Tuesday 17 July 2018

BLOG TOUR! The Vanished Child by M.J. Lee: Review

The book...

What would you do if you discovered you had a brother you never knew existed?

On her deathbed, Freda Duckworth confesses to giving birth to an illegitimate child in 1944 and temporarily placing him in a children’s home. She returned later but he had vanished.

What happened to the child? Why did he disappear? Where did he go?

Jayne Sinclair, genealogical investigator, is faced with lies, secrets and one of the most shameful episodes in recent history as she attempts to uncover the truth.

Can she find the vanished child?

This book is the fourth in the Jayne Sinclair Genealogical Mystery series, but can be read as a standalone novel.

Every childhood lasts a lifetime.



The review...

A few years ago, I signed up on a whim to one of those find your family history websites, and promptly fell down a rabbit warren of censuses and war records, labourers and cotton mill workers, emerging, slightly dazed and with a lot of new, if not especially earth-shattering, information several hours later.

I haven’t as yet pursued the interest further, but I can definitely see the attraction, so that aspect of this story appealed to me right away - even more so when I realised that, like me, the characters originate from Lancashire mill towns. 

However as well as a genealogical mystery it’s also a moving and emotional (and harrowing, and rage-inducing) story which shines a light on a shameful period of British history; when over a hundred thousand children - some as young as four - were shipped off to the then colonies (Canada, Australia, New Zealand) to work as farm labourers and domestic servants. 
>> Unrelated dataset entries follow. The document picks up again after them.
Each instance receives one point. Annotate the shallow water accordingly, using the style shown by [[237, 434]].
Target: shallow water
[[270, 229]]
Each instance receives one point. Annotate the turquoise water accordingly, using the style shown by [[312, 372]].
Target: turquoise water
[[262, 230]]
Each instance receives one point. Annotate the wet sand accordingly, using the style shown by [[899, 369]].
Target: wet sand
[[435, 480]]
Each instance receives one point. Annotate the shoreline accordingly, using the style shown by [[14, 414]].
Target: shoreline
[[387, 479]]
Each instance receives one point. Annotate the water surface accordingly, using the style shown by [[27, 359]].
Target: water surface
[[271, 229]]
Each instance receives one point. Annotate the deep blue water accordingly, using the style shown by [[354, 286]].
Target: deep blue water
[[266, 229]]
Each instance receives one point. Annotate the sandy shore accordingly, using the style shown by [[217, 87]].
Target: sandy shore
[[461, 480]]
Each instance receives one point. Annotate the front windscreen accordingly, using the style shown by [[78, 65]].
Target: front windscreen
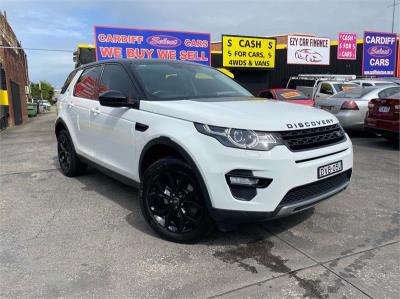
[[290, 94], [344, 86], [174, 81], [354, 93]]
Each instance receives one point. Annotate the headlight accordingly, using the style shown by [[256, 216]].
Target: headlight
[[238, 138]]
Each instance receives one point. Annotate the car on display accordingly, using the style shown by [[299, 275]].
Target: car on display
[[308, 83], [203, 150], [308, 55], [369, 82], [351, 106], [326, 89], [44, 105], [287, 95], [383, 117]]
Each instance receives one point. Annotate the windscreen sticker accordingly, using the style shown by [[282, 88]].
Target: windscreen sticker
[[347, 87], [290, 94]]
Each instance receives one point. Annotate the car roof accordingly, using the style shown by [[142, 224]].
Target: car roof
[[371, 81]]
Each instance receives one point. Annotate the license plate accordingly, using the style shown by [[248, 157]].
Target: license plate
[[329, 169], [384, 109]]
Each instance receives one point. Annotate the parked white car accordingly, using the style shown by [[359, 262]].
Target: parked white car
[[369, 82], [326, 89], [202, 149]]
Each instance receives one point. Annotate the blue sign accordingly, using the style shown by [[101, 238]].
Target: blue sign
[[117, 42], [379, 54]]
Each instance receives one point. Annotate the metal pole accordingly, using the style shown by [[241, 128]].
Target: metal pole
[[394, 9]]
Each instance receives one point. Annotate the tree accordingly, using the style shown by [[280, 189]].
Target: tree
[[44, 91]]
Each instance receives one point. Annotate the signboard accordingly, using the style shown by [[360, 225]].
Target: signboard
[[248, 52], [347, 46], [308, 50], [379, 54], [398, 59], [117, 42]]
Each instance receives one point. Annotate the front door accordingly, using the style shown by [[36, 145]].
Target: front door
[[114, 127], [81, 105], [16, 100]]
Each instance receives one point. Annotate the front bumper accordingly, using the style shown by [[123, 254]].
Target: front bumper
[[287, 170]]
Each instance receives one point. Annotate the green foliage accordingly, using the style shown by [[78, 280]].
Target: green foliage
[[44, 91]]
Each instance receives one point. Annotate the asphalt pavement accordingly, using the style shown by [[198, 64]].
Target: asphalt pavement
[[85, 237]]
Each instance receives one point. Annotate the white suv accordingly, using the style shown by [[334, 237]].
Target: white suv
[[203, 149]]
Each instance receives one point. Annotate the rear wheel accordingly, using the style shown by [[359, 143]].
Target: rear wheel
[[69, 162], [172, 202]]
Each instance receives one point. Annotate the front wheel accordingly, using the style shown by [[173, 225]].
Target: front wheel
[[69, 162], [172, 202]]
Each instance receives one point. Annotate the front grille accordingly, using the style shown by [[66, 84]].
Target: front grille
[[304, 139], [312, 190]]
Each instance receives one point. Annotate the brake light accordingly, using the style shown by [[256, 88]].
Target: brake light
[[349, 105]]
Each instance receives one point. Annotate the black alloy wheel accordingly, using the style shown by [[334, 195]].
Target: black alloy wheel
[[64, 153], [172, 201], [69, 162]]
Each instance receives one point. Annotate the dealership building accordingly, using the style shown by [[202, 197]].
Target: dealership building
[[13, 77]]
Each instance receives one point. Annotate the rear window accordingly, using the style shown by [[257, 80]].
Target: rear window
[[290, 95], [354, 93]]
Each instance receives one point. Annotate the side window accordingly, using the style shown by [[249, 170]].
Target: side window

The Vanished Child is the fourth in a series - though I haven’t read the others - featuring genealogical investigator (and ex-police officer) Jayne Sinclair. Here, Jayne undertakes an investigation on behalf of her father’s new wife, Vera. On her deathbed, Vera’s mother had expressed her regrets about the child she had unwillingly lost contact with many years earlier - the brother Vera never knew she had. Unable to forget this disclosure, Vera has to learn the truth. Digging, Jayne soon begins to uncover a heartbreaking story.
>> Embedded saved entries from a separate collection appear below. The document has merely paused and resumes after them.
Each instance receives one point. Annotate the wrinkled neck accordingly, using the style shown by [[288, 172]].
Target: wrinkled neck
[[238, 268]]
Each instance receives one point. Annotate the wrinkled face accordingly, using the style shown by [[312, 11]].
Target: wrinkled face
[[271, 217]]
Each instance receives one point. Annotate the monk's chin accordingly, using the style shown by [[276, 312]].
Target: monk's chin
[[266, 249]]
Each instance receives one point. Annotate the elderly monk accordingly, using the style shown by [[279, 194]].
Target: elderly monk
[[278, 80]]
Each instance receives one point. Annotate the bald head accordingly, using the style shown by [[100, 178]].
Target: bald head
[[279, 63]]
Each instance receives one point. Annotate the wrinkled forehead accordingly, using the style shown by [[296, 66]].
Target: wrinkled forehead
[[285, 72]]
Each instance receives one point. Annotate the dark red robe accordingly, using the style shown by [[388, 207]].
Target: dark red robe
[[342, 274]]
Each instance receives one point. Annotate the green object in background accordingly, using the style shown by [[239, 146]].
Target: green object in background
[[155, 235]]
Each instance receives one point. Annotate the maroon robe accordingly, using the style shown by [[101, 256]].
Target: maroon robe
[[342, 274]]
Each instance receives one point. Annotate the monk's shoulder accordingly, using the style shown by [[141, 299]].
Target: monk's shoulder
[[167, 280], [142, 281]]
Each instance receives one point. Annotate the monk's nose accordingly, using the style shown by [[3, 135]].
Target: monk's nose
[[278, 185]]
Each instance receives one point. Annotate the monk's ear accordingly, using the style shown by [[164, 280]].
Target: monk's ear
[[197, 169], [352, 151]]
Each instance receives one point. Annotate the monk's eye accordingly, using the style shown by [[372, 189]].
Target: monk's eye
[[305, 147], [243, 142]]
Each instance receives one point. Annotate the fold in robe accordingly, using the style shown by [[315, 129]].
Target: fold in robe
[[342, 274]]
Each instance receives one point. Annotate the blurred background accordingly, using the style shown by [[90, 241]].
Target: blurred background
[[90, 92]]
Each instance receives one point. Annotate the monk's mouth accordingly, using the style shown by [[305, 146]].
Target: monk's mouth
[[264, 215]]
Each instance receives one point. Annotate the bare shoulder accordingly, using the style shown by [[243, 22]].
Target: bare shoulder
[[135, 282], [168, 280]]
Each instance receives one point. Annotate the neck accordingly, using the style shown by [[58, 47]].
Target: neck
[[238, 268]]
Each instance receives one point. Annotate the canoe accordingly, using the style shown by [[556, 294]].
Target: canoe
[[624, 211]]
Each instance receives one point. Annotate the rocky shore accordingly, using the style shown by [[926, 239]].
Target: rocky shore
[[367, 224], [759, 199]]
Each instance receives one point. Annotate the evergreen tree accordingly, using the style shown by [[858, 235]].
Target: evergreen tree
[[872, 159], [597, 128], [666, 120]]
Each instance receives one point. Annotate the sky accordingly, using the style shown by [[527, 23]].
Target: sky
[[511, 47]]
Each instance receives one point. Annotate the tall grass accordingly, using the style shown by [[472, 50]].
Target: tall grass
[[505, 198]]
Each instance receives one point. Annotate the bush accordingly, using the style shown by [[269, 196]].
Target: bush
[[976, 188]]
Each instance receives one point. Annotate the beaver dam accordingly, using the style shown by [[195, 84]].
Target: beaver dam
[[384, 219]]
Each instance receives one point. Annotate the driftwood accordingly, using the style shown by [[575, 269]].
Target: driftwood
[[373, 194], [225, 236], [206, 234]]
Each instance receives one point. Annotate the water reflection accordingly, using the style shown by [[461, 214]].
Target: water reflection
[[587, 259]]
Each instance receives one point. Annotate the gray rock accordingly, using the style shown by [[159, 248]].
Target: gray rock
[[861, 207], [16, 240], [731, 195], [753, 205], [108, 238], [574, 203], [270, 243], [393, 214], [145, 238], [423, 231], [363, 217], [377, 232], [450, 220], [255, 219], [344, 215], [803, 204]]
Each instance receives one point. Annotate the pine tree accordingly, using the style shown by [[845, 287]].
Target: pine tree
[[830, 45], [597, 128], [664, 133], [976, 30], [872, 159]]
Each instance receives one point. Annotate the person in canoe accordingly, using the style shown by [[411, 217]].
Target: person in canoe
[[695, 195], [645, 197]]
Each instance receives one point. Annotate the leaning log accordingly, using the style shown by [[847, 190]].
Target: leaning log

The narrative switches between Jayne’s investigations in the present day and the story from “vanished child” Harry’s viewpoint in the postwar years, and this works very effectively. I enjoyed both narratives - Harry’s story and Jayne’s investigation - very much. Harry’s was the most emotionally engaging, for obvious reasons, but I also found Jayne’s inquiries to be fascinating (I do love to dig and research, so this was up my street). Although it is horribly apparent right from the beginning that young Harry’s life, and those of his fellow child migrants, were very difficult, I longed for a happy eventual outcome for him, although we know from the start he will never be reunited with his mother. 

It’s a powerful story which moved me to tears at times (particularly one moment towards the end...).  Jayne is a strong and likeable protagonist and I would certainly read more books featuring her, but it was Harry who stole and broke my heart, all the more so because his story, while fictional, represents the real experience of so many children.
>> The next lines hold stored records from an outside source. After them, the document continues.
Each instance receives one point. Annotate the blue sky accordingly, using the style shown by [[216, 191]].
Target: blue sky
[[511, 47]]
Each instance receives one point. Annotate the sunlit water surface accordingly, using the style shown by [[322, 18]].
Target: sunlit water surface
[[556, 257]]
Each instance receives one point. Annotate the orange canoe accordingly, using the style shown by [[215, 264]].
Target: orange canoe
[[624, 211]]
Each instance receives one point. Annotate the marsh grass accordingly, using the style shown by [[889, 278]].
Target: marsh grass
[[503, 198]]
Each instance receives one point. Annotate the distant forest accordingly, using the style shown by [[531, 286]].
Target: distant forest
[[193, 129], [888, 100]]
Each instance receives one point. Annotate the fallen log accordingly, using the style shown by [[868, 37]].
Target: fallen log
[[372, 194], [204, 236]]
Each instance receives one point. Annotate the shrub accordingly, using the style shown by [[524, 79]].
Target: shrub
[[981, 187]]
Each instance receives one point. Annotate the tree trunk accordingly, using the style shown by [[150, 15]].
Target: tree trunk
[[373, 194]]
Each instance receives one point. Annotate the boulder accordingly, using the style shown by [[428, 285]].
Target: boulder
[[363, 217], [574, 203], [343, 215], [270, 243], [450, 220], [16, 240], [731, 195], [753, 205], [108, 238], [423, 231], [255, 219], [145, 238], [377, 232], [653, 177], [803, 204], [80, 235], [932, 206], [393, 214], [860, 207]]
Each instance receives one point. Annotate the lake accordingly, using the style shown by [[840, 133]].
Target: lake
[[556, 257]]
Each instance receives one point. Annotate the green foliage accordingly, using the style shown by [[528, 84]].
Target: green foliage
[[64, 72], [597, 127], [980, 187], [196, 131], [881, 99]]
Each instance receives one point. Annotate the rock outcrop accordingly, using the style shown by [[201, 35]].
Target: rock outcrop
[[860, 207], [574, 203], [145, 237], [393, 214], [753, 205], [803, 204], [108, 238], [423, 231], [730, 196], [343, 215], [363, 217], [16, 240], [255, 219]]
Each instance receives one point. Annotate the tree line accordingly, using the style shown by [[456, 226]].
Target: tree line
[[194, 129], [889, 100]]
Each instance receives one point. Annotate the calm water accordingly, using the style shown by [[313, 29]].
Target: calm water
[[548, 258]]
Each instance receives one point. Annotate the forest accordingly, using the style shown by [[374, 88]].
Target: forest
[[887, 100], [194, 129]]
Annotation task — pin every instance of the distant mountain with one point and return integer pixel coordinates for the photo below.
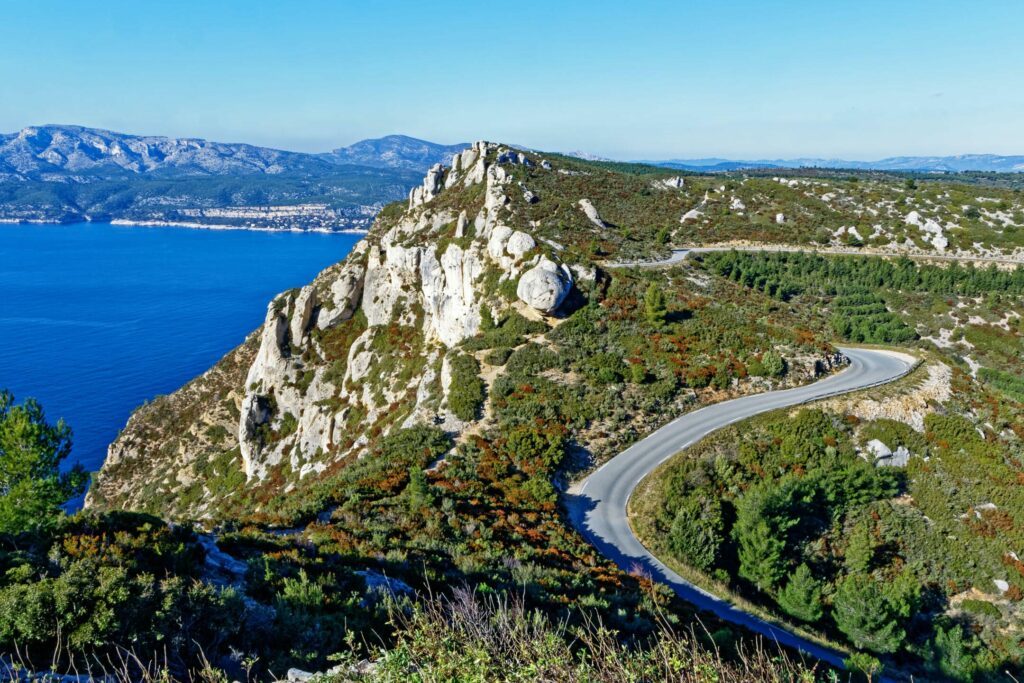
(71, 173)
(52, 153)
(986, 163)
(76, 153)
(395, 152)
Many thanks to the author and Rachel’s Random Resources for the opportunity to be part of the blog tour.


The author...

Martin has spent most of his adult life writing in one form or another. As a University researcher in history, he wrote pages of notes on reams of obscure topics. As a social worker with Vietnamese refugees, he wrote memoranda. And, as the creative director of an advertising agency, he has written print and press ads, TV commercials, short films and innumerable backs of cornflake packets and hotel websites.

He has spent 25 years of his life working outside the North of England, in London, Hong Kong, Taipei, Singapore, Bangkok and Shanghai, winning awards from Cannes, One Show, D&AD, New York and London Festivals, and the United Nations.

When he's not writing, he splits his time between the UK and Asia, taking pleasure in playing with his daughter, researching his family history, single-handedly solving the problem of the French wine lake and wishing he were George Clooney.